You can perform the operation in a single linear pass instead of recursion, if you realize the integer numbers are a computer’s intrinsic variant of “on off” patterns and iterating over the appropriate integer range will ultimately produce all possible permutations. The only challenge in your case, is to transfer the densely packed bits of an integer number to the target bits of a BitSet.

Here is such a solution:

static List<BitSet> powerset(BitSet set) {
    int nBits = set.cardinality();
    if(nBits > 30) throw new OutOfMemoryError(
        "Not enough memory for "+BigInteger.ONE.shiftLeft(nBits)+" BitSets");
    int max = 1 << nBits;
    int[] targetBits = set.stream().toArray();
    List<BitSet> sets = new ArrayList<>(max);
    for(int onOff = 0; onOff < max; onOff++) {
        BitSet next = new BitSet(set.size());
        for(int bitsToSet = onOff, ix = 0; bitsToSet != 0; ix++, bitsToSet>>>=1) {
            if((bitsToSet & 1) == 0) {
                int skip = Integer.numberOfTrailingZeros(bitsToSet);
                ix += skip;
                bitsToSet >>>= skip;
            }
            next.set(targetBits[ix]);
        }
        sets.add(next);
    }
    return sets;
}

It uses an int value for the iteration, which is already enough to represent all permutations that can ever be stored in one of Java’s builtin collections. If your source BitSet has 2³¹ one bits, the 2³² possible combinations do not only require a hundred GB heap, but also a collection supporting 2³² elements, i.e. a size not representable as int.
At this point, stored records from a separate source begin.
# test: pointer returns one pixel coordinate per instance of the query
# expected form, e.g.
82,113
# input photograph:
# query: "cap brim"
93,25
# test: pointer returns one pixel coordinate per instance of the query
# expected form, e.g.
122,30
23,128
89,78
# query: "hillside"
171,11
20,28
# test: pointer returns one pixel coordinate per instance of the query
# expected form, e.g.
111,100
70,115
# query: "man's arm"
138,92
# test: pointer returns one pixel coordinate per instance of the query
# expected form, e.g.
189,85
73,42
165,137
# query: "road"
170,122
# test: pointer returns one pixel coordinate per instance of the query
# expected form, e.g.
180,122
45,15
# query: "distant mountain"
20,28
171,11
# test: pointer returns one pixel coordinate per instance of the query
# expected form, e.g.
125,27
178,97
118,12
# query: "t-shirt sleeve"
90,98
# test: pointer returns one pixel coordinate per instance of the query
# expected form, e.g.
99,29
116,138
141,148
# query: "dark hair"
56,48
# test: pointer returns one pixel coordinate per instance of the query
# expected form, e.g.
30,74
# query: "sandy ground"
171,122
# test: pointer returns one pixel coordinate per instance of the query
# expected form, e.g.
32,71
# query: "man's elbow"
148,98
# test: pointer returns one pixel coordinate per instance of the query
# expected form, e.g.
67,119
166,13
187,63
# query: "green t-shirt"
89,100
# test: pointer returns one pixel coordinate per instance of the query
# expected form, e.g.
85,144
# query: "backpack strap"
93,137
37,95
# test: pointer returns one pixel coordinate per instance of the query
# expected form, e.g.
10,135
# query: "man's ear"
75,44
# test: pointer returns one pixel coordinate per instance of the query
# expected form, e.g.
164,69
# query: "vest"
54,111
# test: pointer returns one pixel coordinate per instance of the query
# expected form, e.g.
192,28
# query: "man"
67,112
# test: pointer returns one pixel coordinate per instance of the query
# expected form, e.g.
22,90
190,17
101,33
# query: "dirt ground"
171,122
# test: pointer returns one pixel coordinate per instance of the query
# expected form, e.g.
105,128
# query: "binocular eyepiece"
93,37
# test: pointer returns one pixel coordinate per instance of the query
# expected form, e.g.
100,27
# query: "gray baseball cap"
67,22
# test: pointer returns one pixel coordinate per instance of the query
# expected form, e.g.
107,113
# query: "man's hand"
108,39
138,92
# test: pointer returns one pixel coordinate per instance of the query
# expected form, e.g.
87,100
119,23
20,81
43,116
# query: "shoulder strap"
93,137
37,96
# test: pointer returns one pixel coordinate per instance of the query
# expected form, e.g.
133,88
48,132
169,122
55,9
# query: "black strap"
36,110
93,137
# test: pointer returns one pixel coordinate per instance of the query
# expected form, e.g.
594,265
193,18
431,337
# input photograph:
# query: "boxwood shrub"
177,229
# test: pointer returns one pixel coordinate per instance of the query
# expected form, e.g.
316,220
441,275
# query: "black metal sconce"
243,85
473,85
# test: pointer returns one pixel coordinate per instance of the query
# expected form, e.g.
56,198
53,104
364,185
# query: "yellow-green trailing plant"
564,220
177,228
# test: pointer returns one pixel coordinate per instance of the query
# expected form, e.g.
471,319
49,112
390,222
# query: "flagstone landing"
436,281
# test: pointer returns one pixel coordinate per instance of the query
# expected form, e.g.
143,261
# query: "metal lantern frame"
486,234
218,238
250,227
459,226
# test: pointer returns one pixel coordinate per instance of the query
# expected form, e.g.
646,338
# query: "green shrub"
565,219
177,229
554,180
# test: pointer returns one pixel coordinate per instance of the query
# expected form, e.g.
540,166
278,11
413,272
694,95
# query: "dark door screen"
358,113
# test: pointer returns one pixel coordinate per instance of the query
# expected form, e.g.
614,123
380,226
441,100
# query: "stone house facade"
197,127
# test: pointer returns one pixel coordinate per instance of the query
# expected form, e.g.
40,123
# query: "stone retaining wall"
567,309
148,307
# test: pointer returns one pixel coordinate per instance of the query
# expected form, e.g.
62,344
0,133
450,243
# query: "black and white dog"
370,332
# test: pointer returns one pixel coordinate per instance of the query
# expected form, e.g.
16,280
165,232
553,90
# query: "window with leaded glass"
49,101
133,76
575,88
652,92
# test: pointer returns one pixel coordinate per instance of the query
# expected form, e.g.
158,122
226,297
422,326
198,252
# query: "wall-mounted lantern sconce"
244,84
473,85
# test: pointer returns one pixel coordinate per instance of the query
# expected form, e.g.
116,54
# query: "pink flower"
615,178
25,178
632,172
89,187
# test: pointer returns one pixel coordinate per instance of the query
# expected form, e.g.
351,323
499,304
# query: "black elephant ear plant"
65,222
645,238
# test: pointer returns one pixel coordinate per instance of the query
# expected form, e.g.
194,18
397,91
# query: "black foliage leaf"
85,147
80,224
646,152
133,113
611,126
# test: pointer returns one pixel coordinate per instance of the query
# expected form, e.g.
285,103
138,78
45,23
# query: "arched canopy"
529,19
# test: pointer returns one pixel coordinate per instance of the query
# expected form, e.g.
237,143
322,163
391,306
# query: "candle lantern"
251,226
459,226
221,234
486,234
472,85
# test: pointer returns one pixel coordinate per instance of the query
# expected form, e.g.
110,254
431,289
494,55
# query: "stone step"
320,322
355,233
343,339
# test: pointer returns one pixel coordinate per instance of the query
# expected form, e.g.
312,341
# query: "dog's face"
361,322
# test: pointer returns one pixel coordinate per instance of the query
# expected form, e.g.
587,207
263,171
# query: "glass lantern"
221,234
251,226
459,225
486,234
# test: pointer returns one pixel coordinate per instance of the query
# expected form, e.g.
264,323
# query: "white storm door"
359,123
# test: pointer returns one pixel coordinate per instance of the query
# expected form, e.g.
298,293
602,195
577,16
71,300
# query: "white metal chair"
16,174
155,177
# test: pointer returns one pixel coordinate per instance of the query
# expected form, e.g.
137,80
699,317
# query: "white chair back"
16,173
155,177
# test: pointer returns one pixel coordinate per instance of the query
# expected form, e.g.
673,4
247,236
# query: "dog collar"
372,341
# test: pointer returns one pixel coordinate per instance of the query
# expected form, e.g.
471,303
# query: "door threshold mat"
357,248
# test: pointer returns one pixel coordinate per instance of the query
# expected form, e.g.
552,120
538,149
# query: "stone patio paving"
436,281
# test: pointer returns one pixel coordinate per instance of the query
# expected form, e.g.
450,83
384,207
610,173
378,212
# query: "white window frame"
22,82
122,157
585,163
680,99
So the code above terminates early if the number exceeds the capabilities, without even trying. You could rewrite it to use a long or even BigInteger instead, to keep it busy in such cases, until it will fail with an OutOfMemoryError anyway.

For the working cases, the int solution is the most efficient variant.

Note that the code returns a List rather than a HashSet to avoid the costs of hashing. The values are already known to be unique and hashing would only pay off if you want to perform lookups, i.e. call contains with another BitSet. But to test whether an existing BitSet is a permutation of your input BitSet, you wouldn’t even need to generate all permutations, a simple bit operation, e.g. andNot would tell you that already. So for storing and iterating the permutations, an ArrayList is more efficient.